Moss and Baden deftly highlight the cognitive dissonance at the heart of the evangelicalism, how and why the faithful cherry-pick Scriptures that buttress their own beliefs while dismissing contradictions among the texts themselves ... Bible Nation is a geek’s delight, seasoned with the historical skulduggery and theological debate found in a Dan Brown novel or an Indiana Jones film. Moss and Baden draw on extensive research and interviews with a revolving-door cast of so-called experts and hangers-on, leaving no proverbial stone unturned in their quest to determine the value and validity of the Green collection, the Bible Museum’s underlying purpose. Bible Nation peels away the bark on one of the largest branches of the American family tree, using an academic story to tell a broader one: the evangelicals’ unshakable conviction in their own fantasies and the demonization of anything, or anyone, that dares to challenge them.
Exhaustively reported and scrupulously fair, Bible Nation doubles as a portrait of conviction: The Greens may well be the most sincere and most-frequently misguided activists in America ... The prospect of Steve Green as Bible-thumping Indiana Jones is a tantalizing vision.
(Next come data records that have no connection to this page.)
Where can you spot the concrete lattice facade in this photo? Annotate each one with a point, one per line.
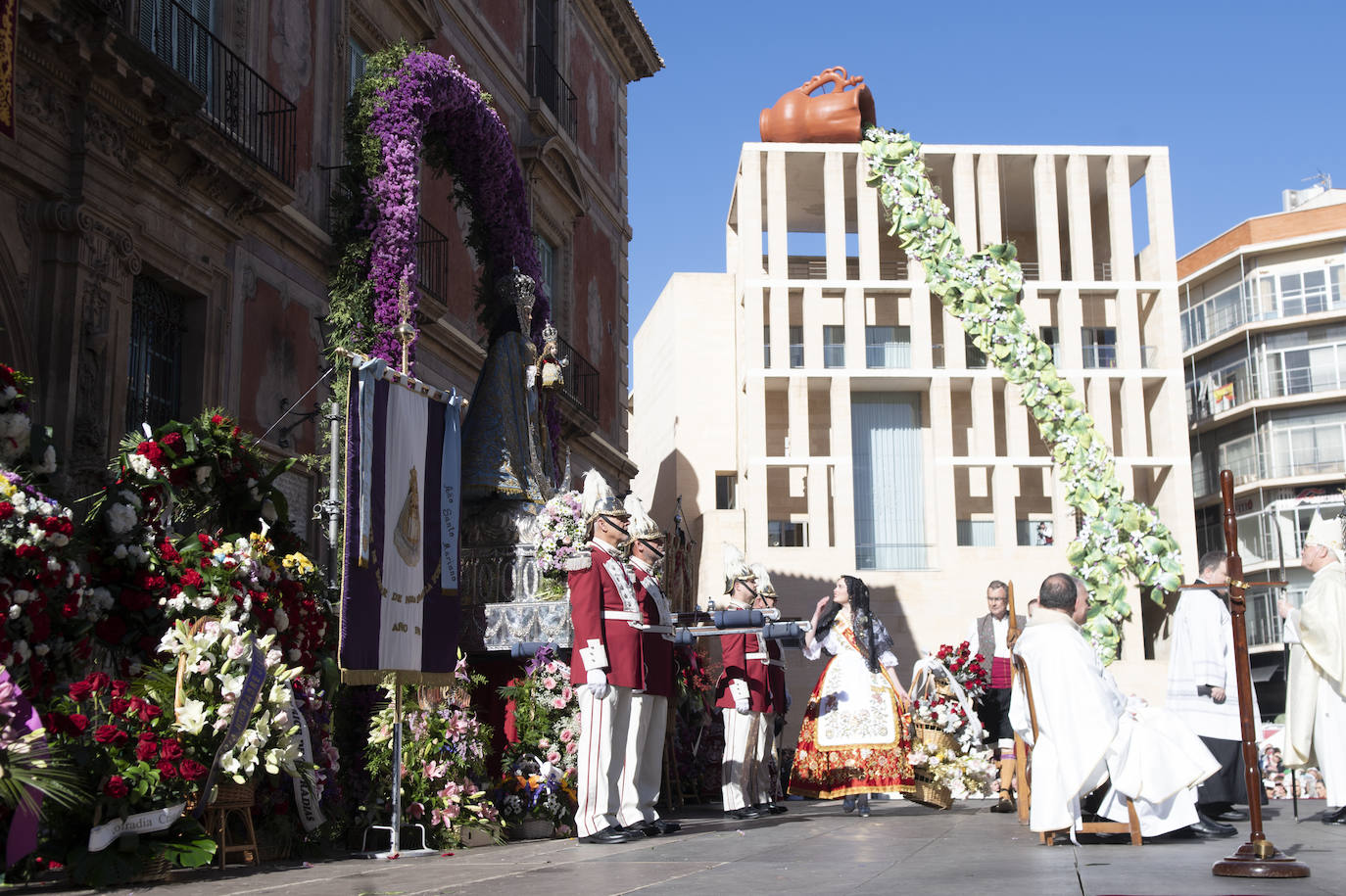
(750, 381)
(1264, 355)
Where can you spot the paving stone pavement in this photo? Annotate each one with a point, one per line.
(814, 848)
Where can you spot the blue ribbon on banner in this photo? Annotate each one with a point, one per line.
(450, 468)
(370, 371)
(247, 701)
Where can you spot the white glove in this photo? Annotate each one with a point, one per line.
(597, 683)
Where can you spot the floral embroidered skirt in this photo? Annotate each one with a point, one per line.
(851, 743)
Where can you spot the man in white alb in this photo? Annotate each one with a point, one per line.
(1089, 732)
(1316, 695)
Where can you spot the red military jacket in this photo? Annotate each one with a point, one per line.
(605, 618)
(776, 677)
(657, 640)
(741, 655)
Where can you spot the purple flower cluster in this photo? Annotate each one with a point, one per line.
(429, 96)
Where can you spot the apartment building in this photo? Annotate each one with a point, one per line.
(1264, 356)
(816, 403)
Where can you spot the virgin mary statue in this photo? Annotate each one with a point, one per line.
(506, 450)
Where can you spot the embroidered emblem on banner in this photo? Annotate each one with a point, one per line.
(409, 533)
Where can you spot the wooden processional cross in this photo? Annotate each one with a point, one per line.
(1258, 857)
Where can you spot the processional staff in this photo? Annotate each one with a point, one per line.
(1021, 752)
(1258, 857)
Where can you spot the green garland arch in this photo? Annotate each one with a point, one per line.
(1118, 536)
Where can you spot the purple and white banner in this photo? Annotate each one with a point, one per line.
(399, 607)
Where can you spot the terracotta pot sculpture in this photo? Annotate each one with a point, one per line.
(835, 116)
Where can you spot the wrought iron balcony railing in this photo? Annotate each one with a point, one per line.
(548, 85)
(582, 382)
(240, 104)
(432, 261)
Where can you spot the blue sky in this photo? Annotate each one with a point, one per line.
(1248, 97)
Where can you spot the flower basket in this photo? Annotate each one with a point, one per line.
(928, 792)
(230, 795)
(931, 737)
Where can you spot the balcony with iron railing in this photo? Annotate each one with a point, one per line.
(432, 261)
(582, 382)
(1283, 452)
(816, 268)
(1270, 377)
(1264, 298)
(240, 104)
(547, 85)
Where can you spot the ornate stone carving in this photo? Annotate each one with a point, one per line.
(107, 136)
(43, 105)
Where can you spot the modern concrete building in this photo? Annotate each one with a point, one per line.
(817, 405)
(1264, 350)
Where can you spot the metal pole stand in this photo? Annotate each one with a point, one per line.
(393, 827)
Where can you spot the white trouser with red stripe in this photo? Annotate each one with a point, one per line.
(644, 769)
(603, 726)
(766, 760)
(738, 770)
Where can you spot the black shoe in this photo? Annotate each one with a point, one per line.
(658, 827)
(1210, 823)
(1209, 830)
(610, 835)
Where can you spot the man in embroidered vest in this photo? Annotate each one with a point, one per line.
(605, 664)
(741, 694)
(778, 702)
(989, 637)
(1204, 691)
(1316, 695)
(644, 767)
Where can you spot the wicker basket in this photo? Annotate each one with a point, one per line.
(931, 737)
(928, 792)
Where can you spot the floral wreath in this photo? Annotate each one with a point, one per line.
(414, 105)
(1116, 536)
(560, 536)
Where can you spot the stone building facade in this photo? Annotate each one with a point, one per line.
(817, 405)
(165, 238)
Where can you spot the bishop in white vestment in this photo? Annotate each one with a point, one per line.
(1089, 732)
(1316, 698)
(1202, 689)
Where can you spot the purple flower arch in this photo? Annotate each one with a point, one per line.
(428, 104)
(428, 98)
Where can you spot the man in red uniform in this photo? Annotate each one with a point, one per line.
(644, 769)
(741, 694)
(605, 665)
(778, 702)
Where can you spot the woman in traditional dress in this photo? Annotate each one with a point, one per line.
(853, 737)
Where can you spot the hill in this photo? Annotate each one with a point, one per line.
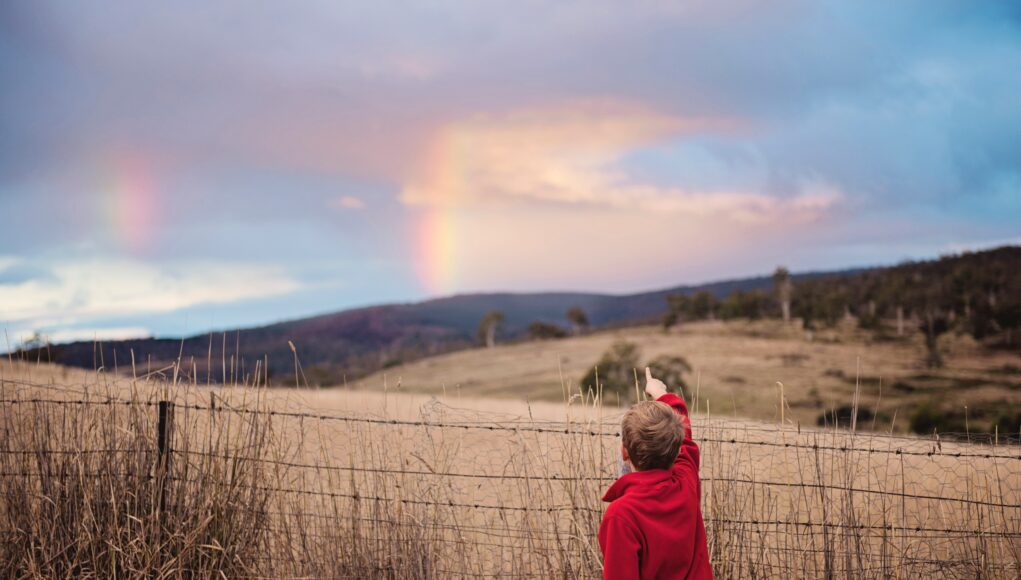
(978, 290)
(734, 369)
(351, 343)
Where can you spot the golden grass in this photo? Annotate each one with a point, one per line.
(736, 366)
(340, 483)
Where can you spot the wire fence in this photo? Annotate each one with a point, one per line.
(776, 501)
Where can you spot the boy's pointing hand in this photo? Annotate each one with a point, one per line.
(653, 387)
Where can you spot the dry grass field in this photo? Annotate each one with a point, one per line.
(261, 482)
(736, 366)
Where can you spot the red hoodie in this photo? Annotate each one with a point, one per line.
(652, 527)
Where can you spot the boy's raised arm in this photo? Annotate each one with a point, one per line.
(658, 390)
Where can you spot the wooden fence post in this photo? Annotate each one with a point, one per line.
(164, 430)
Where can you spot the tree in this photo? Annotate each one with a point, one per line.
(741, 304)
(783, 289)
(669, 321)
(671, 370)
(578, 319)
(541, 331)
(703, 305)
(615, 372)
(488, 326)
(934, 325)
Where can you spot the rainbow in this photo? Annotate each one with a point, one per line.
(437, 241)
(128, 205)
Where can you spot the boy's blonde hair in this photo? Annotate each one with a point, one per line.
(651, 433)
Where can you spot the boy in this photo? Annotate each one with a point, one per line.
(653, 527)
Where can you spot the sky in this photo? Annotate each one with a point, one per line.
(169, 168)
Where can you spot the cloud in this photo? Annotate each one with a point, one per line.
(348, 202)
(573, 154)
(82, 290)
(102, 333)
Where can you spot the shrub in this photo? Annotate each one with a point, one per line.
(927, 419)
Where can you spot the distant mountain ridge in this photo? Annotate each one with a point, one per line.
(351, 343)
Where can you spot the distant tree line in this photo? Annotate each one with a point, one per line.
(977, 293)
(538, 330)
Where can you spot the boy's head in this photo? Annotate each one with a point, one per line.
(651, 435)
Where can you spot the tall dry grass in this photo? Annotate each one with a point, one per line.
(260, 484)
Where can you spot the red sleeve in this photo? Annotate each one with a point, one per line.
(688, 455)
(621, 548)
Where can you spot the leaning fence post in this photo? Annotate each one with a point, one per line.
(164, 429)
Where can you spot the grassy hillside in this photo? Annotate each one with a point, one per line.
(735, 369)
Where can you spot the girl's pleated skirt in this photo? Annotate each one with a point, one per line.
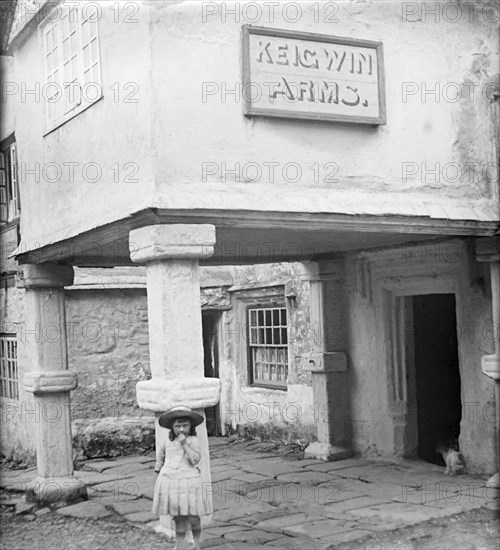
(180, 494)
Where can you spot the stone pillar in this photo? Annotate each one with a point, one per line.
(327, 360)
(488, 250)
(50, 382)
(171, 254)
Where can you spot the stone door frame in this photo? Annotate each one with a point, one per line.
(398, 350)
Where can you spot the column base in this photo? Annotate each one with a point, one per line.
(327, 452)
(49, 490)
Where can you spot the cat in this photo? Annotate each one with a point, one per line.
(453, 459)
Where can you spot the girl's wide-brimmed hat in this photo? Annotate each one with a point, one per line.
(181, 411)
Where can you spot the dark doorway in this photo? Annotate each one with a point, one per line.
(437, 374)
(211, 362)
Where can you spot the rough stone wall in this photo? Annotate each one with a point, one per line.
(108, 349)
(18, 417)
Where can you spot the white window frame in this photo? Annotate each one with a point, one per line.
(9, 374)
(56, 86)
(271, 338)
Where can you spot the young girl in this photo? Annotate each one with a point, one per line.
(178, 490)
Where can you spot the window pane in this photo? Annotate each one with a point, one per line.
(261, 317)
(283, 316)
(276, 317)
(276, 336)
(284, 336)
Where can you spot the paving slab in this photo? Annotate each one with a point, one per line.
(96, 478)
(220, 531)
(132, 469)
(347, 536)
(270, 468)
(141, 517)
(354, 504)
(228, 473)
(88, 510)
(339, 464)
(405, 514)
(253, 519)
(310, 478)
(249, 479)
(121, 489)
(132, 506)
(242, 511)
(255, 536)
(320, 529)
(279, 524)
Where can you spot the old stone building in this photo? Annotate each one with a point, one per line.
(357, 148)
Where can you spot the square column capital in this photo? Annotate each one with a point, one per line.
(181, 241)
(160, 394)
(44, 276)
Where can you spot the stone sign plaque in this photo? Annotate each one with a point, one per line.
(292, 74)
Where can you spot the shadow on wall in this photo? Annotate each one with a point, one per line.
(107, 437)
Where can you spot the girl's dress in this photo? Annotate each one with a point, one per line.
(178, 490)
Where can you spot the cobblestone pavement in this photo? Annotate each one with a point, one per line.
(262, 500)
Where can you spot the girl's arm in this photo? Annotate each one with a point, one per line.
(192, 450)
(161, 458)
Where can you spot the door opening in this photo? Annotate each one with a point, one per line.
(437, 373)
(211, 363)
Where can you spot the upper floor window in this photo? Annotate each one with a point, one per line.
(71, 62)
(268, 342)
(9, 190)
(8, 366)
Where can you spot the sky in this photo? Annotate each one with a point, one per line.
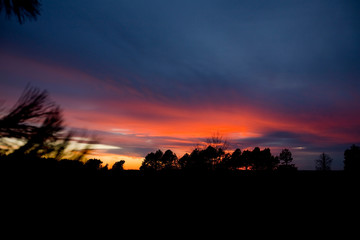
(145, 75)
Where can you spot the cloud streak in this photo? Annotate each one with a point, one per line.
(170, 74)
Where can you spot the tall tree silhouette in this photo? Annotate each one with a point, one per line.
(286, 159)
(35, 120)
(37, 124)
(323, 163)
(22, 9)
(352, 158)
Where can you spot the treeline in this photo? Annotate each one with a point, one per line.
(213, 158)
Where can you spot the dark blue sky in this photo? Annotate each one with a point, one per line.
(284, 72)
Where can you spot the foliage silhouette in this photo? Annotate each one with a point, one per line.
(36, 124)
(22, 9)
(323, 163)
(352, 159)
(213, 159)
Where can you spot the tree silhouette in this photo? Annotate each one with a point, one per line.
(352, 158)
(36, 124)
(286, 159)
(169, 160)
(93, 164)
(22, 9)
(118, 166)
(323, 163)
(35, 120)
(152, 161)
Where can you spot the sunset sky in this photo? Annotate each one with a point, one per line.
(142, 75)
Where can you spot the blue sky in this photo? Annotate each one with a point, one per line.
(277, 73)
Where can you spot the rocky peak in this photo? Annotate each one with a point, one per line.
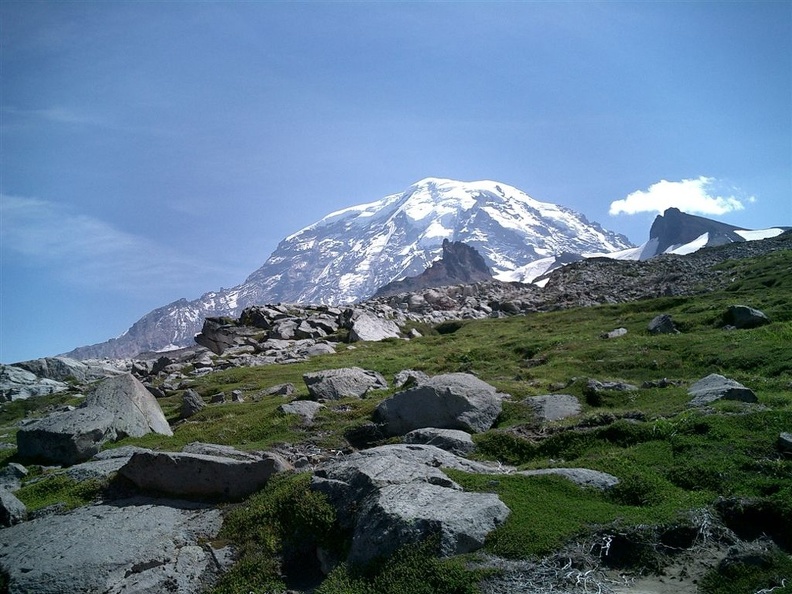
(674, 228)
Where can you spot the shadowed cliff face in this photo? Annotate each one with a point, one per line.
(460, 264)
(675, 227)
But in Moss and Baden’s telling, the family have long been victims of bad actors and their own incompetence. This is where Bible Nation delves deepest, revealing the extent to which the idea that some things must be verified, rather than taken by faith, contradicts the family’s beliefs.
...an essential, unsettling and often shocking account ... Although much remains shrouded in secrecy, Moss and Baden uncover many alarming details about the Greens’ acquisitions and the scholars they have paid to study them ... In the end, Moss and Baden conclude, the Greens are engaged in a project of 'subtle religious indoctrination,' carried out without 'the essential task of critical thinking.' Many non-evangelicals, perhaps sensing this, might skip the Museum of the Bible during a visit to the Mall. But because the Greens have become such powerful players on the Christian right, which finds itself unexpectedly rejuvenated by Trump, one could argue that it’s the civic duty of skeptics to go take a look — but with a copy of Bible Nation firmly in hand.
This thoroughly sourced and rigorously argued work raises troubling questions ... While depicting the Greens as well-intentioned, Moss and Baden make an impassioned case for fighting against the family’s efforts to limit access to their questionably sourced collection and to misrepresent their work as nonsectarian when it is entrenched in a deeply American evangelical worldview ... This is a timely read for those interested in the relationship between money, faith, and American politics.
Moss and Baden portray the Green family members and their key executives as sincere evangelicals and benevolent employers. Throughout the book, however, they also show the Greens as naïve or disingenuous. To be sure, the family’s proselytizing is not neutral. Rather, they are promoting a historically inaccurate saga of the U.S. as an exclusionary Christian nation meant to marry church and state. An impressive monograph by two scholars well-positioned to examine the impact of religion on secular life.